Like characters in the Mel Brooks film “The Producers,” business owners from Belgium to Taiwan to the Gaza Strip have taken to using the Nazi dictator’s name and visage to sell shampoo, fried chicken, jeans, space heaters and more. In Gaza, the sellers of Hitler jeans even put knives in their mannequins’ hands last fall to celebrate the wave of Palestinia­ns who were stabbing Israeli Jews; the knives were quickly removed.

The Anti-Defamation League has been tracking — and protesting — the promotiona­l use of Hitler by commercial businesses for more than a decade. Here are some examples of what they found:

A fried chicken restaurant called Hitler opened in Thailand in 2013, with a storefront that resembled a KFC store, but instead of Colonel Sanders, it featured Hitler on the awning wearing a red apron and bow tie.

A Turkish shampoo commercial shown in 2012 used historic footage of Hitler addressing a rally in an effort to persuade men not to use women’s shampoo.

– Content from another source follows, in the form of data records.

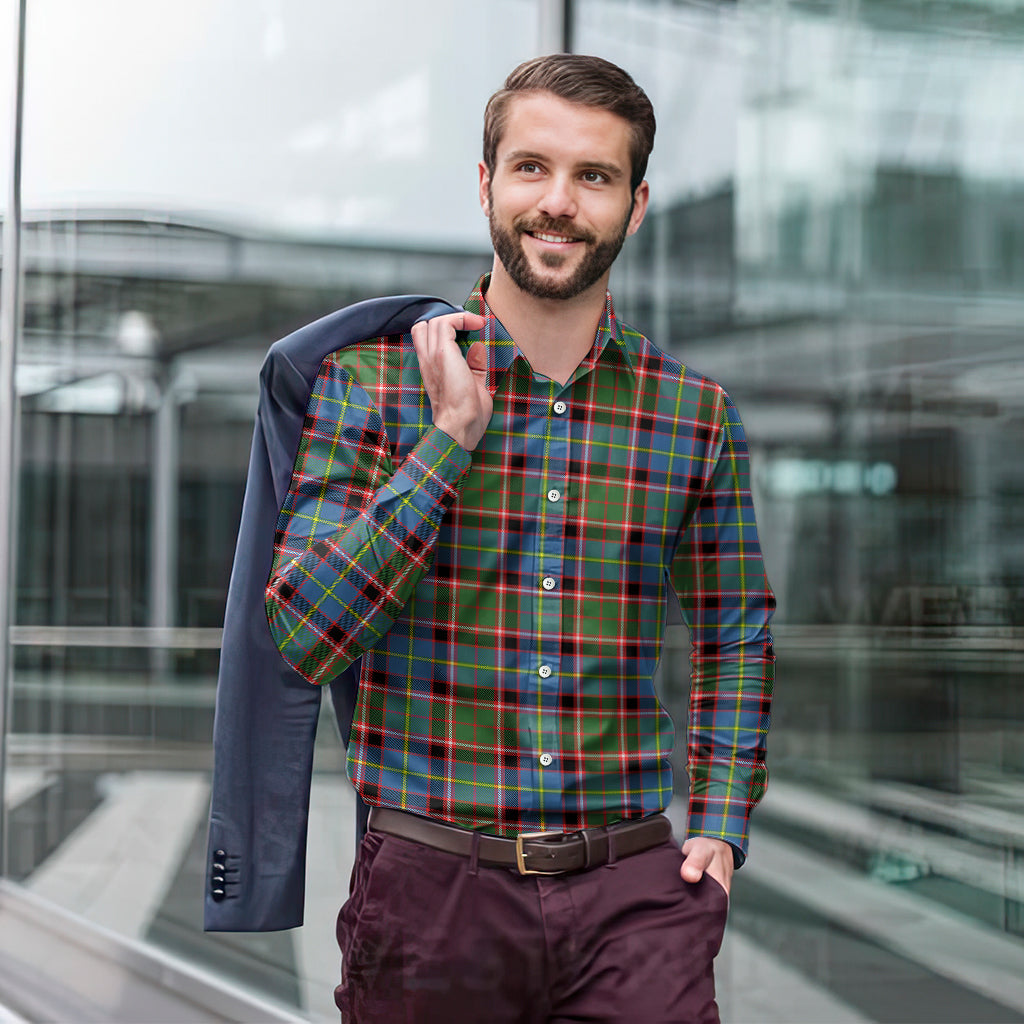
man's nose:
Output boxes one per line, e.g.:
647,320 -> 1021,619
537,175 -> 577,217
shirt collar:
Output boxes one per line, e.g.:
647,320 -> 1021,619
462,273 -> 635,396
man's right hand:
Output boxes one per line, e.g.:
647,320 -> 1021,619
413,312 -> 494,452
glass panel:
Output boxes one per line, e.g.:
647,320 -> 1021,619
12,0 -> 540,1020
573,0 -> 1024,1022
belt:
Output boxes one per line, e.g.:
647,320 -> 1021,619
370,807 -> 672,874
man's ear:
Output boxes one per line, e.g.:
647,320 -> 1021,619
477,160 -> 490,217
626,180 -> 650,234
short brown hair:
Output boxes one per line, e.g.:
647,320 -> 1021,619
483,53 -> 655,191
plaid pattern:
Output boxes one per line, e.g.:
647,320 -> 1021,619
267,278 -> 774,856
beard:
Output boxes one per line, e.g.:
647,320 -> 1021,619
487,193 -> 633,299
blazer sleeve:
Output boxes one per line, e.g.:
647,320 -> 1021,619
204,296 -> 456,932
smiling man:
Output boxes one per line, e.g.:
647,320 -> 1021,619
266,54 -> 774,1024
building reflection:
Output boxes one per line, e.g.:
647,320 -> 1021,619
6,0 -> 1024,1021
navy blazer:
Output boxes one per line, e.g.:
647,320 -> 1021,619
204,295 -> 458,932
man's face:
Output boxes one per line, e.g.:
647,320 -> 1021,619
480,92 -> 647,299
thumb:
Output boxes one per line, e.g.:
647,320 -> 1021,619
466,341 -> 487,374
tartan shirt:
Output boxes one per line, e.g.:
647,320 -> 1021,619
266,275 -> 774,863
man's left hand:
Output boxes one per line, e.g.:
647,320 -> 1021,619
679,836 -> 735,893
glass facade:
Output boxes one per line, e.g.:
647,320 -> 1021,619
0,0 -> 1024,1024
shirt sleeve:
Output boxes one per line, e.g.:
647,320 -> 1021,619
672,392 -> 775,866
266,357 -> 471,684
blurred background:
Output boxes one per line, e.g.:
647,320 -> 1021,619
0,0 -> 1024,1024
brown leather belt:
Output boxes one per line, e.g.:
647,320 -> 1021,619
370,807 -> 672,874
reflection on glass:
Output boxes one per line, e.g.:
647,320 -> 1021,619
9,0 -> 541,1020
6,0 -> 1024,1022
575,0 -> 1024,1021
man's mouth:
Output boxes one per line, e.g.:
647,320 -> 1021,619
526,231 -> 580,243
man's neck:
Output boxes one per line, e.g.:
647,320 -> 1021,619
486,256 -> 608,384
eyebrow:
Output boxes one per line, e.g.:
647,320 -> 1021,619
504,150 -> 626,178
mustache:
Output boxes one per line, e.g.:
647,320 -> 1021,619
512,217 -> 594,242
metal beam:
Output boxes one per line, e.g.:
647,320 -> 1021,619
0,0 -> 27,874
537,0 -> 572,53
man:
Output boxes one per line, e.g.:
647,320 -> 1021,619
267,54 -> 774,1022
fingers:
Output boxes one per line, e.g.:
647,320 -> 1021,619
679,843 -> 715,882
679,836 -> 733,892
412,309 -> 486,344
466,341 -> 487,373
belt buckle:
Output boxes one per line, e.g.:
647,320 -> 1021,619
515,829 -> 565,874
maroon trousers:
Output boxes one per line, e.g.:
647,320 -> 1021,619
335,833 -> 728,1024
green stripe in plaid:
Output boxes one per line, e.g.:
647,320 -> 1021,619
267,278 -> 774,854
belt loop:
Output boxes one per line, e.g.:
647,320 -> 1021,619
580,828 -> 591,871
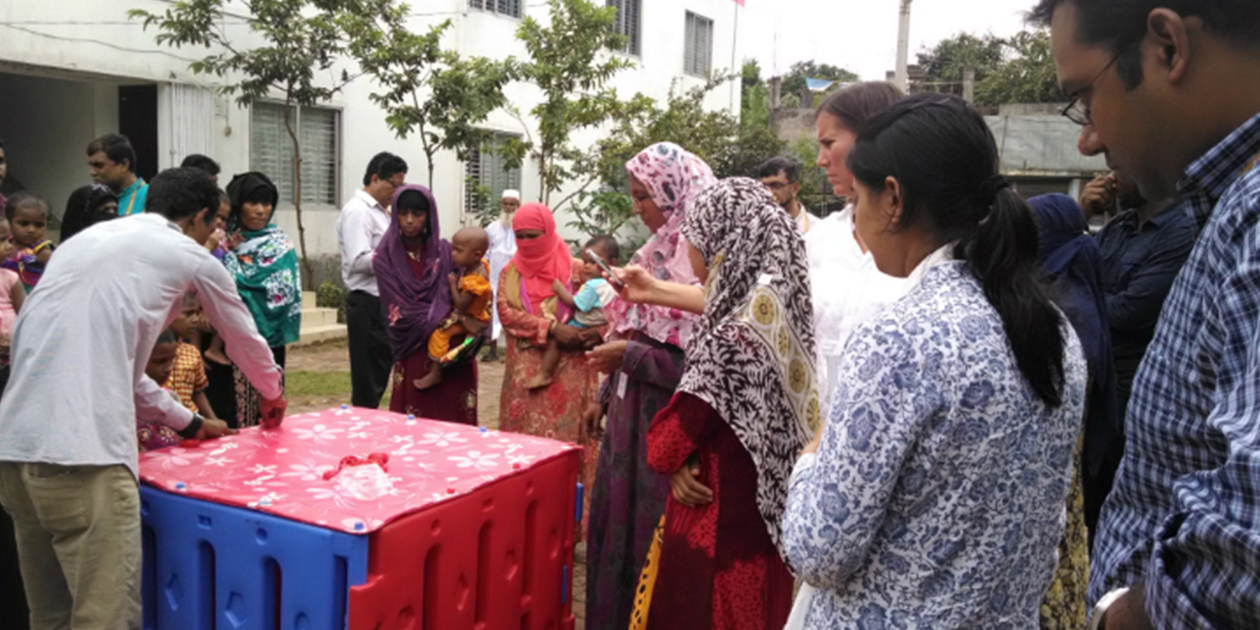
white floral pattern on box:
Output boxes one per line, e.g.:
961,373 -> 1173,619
140,408 -> 578,534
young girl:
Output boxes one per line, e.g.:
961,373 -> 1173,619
0,193 -> 53,294
0,218 -> 26,396
136,329 -> 180,452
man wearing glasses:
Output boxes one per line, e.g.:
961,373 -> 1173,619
1033,0 -> 1260,630
336,152 -> 407,410
757,158 -> 822,234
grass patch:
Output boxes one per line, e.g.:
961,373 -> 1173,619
285,370 -> 352,401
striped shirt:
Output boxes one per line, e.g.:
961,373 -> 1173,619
1090,115 -> 1260,629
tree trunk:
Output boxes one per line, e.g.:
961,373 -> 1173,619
285,102 -> 315,286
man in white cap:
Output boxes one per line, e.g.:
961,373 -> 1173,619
485,189 -> 520,360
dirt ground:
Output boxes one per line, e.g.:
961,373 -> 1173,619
286,341 -> 586,630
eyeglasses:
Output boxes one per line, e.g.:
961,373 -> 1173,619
1058,47 -> 1129,127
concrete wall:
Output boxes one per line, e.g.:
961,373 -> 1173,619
0,73 -> 118,217
0,0 -> 742,256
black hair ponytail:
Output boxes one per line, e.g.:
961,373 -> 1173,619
954,183 -> 1063,407
848,95 -> 1063,407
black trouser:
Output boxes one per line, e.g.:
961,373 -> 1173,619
345,291 -> 392,410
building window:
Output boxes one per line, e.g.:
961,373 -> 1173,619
469,0 -> 520,19
249,103 -> 341,208
609,0 -> 643,55
683,11 -> 713,76
464,132 -> 520,214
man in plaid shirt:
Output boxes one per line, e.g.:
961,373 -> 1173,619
1033,0 -> 1260,630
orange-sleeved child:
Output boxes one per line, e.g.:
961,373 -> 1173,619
413,228 -> 494,389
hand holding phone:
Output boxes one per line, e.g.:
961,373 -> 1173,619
586,248 -> 626,289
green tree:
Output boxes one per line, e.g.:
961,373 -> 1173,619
917,33 -> 1005,88
501,0 -> 643,209
975,30 -> 1066,107
136,0 -> 378,278
341,7 -> 515,188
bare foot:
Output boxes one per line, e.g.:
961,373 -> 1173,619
412,372 -> 442,389
525,374 -> 552,389
205,348 -> 232,365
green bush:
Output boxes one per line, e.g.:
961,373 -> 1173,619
315,280 -> 345,324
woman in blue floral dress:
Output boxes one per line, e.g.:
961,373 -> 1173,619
782,95 -> 1086,630
223,173 -> 302,427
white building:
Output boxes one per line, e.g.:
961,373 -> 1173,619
0,0 -> 743,278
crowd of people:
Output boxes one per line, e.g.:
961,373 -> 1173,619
0,0 -> 1260,630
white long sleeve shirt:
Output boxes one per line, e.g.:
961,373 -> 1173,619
336,190 -> 389,296
0,214 -> 282,479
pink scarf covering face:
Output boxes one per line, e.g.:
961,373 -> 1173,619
512,203 -> 573,315
604,142 -> 717,348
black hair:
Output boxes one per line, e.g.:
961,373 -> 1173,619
363,151 -> 407,185
179,154 -> 219,175
4,190 -> 48,221
1028,0 -> 1260,89
582,234 -> 619,265
814,81 -> 906,132
145,166 -> 219,226
757,155 -> 800,184
87,134 -> 136,173
393,189 -> 433,239
848,93 -> 1063,407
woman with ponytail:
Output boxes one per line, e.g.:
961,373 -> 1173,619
782,95 -> 1086,629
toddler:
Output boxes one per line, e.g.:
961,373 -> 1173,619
0,217 -> 26,396
0,193 -> 53,294
167,296 -> 215,418
415,228 -> 493,389
136,329 -> 181,452
525,234 -> 621,389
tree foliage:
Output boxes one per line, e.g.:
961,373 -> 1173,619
501,0 -> 643,210
912,30 -> 1063,107
343,3 -> 517,188
917,33 -> 1005,86
129,0 -> 378,277
975,30 -> 1066,107
781,59 -> 858,95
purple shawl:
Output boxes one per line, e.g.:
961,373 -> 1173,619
372,185 -> 452,362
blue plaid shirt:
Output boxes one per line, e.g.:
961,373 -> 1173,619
1090,109 -> 1260,629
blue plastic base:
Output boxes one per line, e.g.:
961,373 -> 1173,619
140,486 -> 368,630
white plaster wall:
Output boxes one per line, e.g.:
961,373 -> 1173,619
0,0 -> 742,255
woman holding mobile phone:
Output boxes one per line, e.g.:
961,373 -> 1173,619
583,142 -> 717,630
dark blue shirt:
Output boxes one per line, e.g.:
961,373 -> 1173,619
1097,203 -> 1194,398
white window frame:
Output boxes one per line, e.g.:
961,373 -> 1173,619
606,0 -> 643,57
683,11 -> 713,77
464,131 -> 520,214
249,101 -> 343,210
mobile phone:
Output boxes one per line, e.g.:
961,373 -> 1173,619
586,247 -> 626,289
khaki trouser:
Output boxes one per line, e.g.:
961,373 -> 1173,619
0,462 -> 141,630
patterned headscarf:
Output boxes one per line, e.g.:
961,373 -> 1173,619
512,203 -> 573,315
604,142 -> 717,348
678,178 -> 820,544
223,173 -> 302,348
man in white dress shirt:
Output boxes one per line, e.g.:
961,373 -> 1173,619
757,158 -> 819,234
485,189 -> 520,360
336,152 -> 407,410
0,169 -> 285,629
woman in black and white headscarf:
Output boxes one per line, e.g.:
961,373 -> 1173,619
622,179 -> 819,630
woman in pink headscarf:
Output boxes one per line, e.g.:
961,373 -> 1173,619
498,203 -> 606,531
585,142 -> 717,630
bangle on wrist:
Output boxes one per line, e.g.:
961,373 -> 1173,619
175,413 -> 205,440
1090,586 -> 1129,630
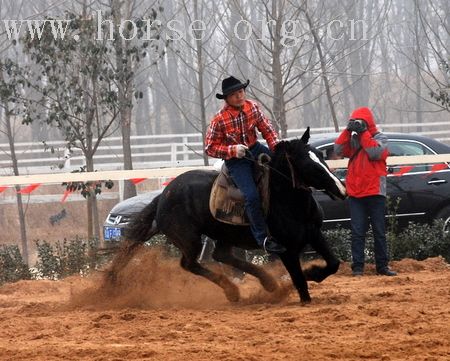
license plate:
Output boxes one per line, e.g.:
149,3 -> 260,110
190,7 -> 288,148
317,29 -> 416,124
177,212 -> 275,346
103,227 -> 122,240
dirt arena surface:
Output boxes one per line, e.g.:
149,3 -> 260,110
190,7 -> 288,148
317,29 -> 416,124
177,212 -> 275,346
0,251 -> 450,361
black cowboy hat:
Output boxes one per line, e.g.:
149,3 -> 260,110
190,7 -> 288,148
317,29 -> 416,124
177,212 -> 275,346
216,76 -> 250,99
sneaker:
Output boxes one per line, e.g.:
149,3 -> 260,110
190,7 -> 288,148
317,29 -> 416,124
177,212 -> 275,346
263,236 -> 286,254
377,268 -> 397,277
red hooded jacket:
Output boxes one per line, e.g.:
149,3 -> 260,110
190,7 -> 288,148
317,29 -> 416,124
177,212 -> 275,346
334,107 -> 389,198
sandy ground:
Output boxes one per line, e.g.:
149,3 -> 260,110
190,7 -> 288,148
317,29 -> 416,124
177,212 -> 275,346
0,251 -> 450,361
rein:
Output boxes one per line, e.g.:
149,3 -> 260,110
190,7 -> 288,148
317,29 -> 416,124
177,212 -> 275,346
243,153 -> 310,191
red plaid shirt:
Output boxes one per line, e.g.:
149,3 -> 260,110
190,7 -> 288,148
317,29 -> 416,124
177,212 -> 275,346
205,100 -> 278,159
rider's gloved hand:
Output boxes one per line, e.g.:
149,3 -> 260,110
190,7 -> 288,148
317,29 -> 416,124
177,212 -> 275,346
234,144 -> 248,158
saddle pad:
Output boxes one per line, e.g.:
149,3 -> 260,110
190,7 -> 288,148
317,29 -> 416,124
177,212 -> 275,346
209,159 -> 270,226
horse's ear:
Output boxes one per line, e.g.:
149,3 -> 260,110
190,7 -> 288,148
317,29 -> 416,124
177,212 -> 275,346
275,140 -> 291,153
301,127 -> 310,144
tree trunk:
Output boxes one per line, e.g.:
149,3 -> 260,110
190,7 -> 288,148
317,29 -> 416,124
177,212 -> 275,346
0,102 -> 29,265
111,0 -> 136,199
304,7 -> 339,132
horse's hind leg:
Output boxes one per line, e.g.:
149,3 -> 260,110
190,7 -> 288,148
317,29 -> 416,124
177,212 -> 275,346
304,230 -> 340,282
213,242 -> 278,292
170,239 -> 240,302
280,252 -> 311,303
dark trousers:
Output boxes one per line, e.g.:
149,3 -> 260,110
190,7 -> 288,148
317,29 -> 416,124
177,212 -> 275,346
349,196 -> 388,271
225,142 -> 271,246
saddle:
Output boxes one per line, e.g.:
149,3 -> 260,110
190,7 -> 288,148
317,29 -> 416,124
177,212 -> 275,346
209,153 -> 270,226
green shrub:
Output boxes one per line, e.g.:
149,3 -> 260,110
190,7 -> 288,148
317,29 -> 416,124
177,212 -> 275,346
0,245 -> 32,285
36,237 -> 102,279
390,220 -> 450,262
323,226 -> 352,262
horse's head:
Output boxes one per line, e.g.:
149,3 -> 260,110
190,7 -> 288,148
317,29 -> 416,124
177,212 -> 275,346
275,127 -> 347,199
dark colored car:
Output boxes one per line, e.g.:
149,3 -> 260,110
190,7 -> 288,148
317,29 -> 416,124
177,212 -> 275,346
103,133 -> 450,241
311,133 -> 450,231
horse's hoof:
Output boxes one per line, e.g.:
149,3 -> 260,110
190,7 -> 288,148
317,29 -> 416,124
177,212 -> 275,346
300,293 -> 311,305
261,278 -> 278,292
225,287 -> 241,303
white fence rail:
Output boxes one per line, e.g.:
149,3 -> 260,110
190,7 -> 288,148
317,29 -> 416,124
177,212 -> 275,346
0,122 -> 450,176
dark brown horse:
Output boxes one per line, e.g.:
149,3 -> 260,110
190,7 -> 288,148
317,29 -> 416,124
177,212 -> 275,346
126,128 -> 346,303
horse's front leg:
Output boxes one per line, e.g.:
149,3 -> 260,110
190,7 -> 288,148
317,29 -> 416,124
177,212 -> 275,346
304,229 -> 340,282
280,252 -> 311,304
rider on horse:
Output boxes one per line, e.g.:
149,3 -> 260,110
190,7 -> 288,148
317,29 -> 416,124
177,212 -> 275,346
205,76 -> 286,254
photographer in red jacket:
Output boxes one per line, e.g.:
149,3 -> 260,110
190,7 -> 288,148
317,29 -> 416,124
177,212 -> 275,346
334,107 -> 397,276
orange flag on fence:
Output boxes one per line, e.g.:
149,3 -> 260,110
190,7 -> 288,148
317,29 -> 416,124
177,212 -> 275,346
392,165 -> 414,177
17,183 -> 41,194
130,178 -> 147,184
61,189 -> 73,203
162,177 -> 175,187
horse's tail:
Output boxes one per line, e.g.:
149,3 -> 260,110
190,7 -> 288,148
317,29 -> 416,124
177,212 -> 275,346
125,195 -> 161,243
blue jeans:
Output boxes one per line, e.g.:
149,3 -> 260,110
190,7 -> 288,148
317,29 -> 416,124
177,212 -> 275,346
225,142 -> 272,246
349,196 -> 389,271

Subtitles shown over the footage had Hitler supposedly saying, “If you are not wearing a woman’s dress, you should not use her shampoo, either.”

A Nazi-theme restaurant called Hitler’s Cross opened in 2006 in Mumbai, India, with a swastika in its logo and large portrait of Hitler at the entrance. After Jewish groups objected, the restaurant was renamed the Cross Café.

A Croatian sugar company began selling sugar packets in 2007 that were printed with Hitler’s image and jokes about the Holocaust.